Two new healing gardens are nearing completion at Harefield Hospital.
Bowles & Wyer is poised to finish work on the new projects in the grounds of the hospital near Hillingdon in west London.
The work follows the landscaping firm’s completion of a wellbeing garden at nearby St George’s Hospital in Tooting in just a matter of weeks.
In their latest projects, the design team has created two new gardens for the specialist heart and lung hospital.
And, while the hospital carries out major heart and lung transplant operations during normal times; it has, more recently, converted a number of wards to help care for COVID-19 patients.
Design director at Bowles & Wyer, James Smith, said: “The relentless nature of the pandemic has made external spaces an even-more-precious resource, and we very much hope the garden brings some positivity to people in their most difficult of times.”

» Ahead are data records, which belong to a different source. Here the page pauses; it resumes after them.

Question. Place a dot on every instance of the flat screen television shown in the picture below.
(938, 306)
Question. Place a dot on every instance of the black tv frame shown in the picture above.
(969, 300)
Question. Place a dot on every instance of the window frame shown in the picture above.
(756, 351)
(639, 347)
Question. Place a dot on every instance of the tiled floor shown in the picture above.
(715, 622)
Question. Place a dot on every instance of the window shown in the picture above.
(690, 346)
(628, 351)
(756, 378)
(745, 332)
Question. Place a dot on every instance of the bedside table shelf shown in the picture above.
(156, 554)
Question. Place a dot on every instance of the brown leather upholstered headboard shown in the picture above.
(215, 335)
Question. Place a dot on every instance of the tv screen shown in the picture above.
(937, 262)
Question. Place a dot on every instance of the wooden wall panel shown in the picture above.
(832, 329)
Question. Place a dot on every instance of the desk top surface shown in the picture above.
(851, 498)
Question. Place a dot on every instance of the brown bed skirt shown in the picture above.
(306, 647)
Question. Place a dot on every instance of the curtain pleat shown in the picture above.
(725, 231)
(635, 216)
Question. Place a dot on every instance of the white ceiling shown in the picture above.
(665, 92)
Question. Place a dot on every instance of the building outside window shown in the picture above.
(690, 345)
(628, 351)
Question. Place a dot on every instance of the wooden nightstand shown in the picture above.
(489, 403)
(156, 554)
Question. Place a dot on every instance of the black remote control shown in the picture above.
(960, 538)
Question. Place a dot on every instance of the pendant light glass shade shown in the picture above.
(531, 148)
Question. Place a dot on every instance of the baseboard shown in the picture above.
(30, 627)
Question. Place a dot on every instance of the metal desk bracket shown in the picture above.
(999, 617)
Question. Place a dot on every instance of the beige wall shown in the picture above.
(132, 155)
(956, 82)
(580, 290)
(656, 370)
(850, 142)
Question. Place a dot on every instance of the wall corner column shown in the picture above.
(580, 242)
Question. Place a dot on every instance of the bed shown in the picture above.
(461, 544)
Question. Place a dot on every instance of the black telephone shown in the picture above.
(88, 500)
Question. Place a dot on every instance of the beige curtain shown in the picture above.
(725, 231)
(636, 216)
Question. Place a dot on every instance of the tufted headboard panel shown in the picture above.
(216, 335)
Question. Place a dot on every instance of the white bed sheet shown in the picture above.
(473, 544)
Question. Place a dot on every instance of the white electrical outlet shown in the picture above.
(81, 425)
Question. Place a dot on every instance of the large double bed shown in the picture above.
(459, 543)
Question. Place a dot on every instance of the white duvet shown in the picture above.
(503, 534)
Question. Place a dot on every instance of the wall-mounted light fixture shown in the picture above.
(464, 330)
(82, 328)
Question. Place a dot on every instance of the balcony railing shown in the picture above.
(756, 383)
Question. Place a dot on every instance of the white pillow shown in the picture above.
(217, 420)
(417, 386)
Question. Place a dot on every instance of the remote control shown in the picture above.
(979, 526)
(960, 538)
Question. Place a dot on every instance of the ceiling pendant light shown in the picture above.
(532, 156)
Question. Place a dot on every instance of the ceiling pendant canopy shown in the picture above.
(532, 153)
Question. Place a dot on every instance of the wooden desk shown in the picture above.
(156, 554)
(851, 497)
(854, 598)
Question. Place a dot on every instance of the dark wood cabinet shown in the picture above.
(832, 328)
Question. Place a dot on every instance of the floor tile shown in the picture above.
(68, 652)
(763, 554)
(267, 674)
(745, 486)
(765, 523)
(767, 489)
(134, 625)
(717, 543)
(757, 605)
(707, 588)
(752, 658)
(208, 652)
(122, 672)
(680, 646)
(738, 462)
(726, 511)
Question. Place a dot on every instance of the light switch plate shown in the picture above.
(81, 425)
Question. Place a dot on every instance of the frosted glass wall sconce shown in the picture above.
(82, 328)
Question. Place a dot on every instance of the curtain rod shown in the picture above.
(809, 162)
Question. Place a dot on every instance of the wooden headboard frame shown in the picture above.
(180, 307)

Harefield Healing Garden, the larger of the two plots, has a free-flowing organic design with a large raised bed feature at its heart where staff, patients and visitors can mingle.
There are also secluded pockets of seating nestled among the planting for those who want more privacy.
Smith said: “Hospital wards can often feel like restrictive and monotonous environments and we wanted to break away from this feeling in the garden by creating a distinct contrast using free-flowing meandering paths and curvaceous geometry.”
While the Healing Garden and the Transplant Garden may be separate spaces, they share similar design features, materials and planting, with the idea of the latter being able to give patients a safe space to spend time in and to see their relatives, as well as encouraging a pathway to rehabilitation.
Patients can take their first steps to recovery in the privacy of the Transplant Garden, a courtyard area outside the high dependency ward, and can then progress to the Healing Garden as they recover.
The designers have ensured the gardens have strong links to biophilic design to create a healthy and productive habitat for humans.
And, by exposing patients to nature on a regular basis, the aim is to improve post-operative recovery times.
“Sensory plants will be important, but the key aim is to incorporate movement into the planting with large swathes of mixed ornamental grasses and flowering perennials, also helping to keep maintenance to a minimum for the hospital,” said Smith.
Sensory plants are a key feature
“A number of ornamental multi-stem trees have been selected to provide sculptural interest and help to provide privacy, as well as seasonal richness.
“And the gardens also incorporate a varied palette of trees and planting to encourage biodiversity.”
The new gardens will be an important resource for staff as well as patients.
Senior staff nurse at the hospital, Rhianna Colyer, said: “For those of us on the frontline in COVID ITU, being able to get outside and spend some time connecting with nature and breathing in fresh air is so important for our wellbeing, after spending 12.5-hour days in bulky facemasks and full PPE.
“Seeing the garden being built over such difficult times has been a real boost and it is so lovely to see the progress the team has made. We can’t wait until it is all finished.”
The final touches of irrigation and lighting are the last steps in the project, before the new gardens can be opened just in time for spring.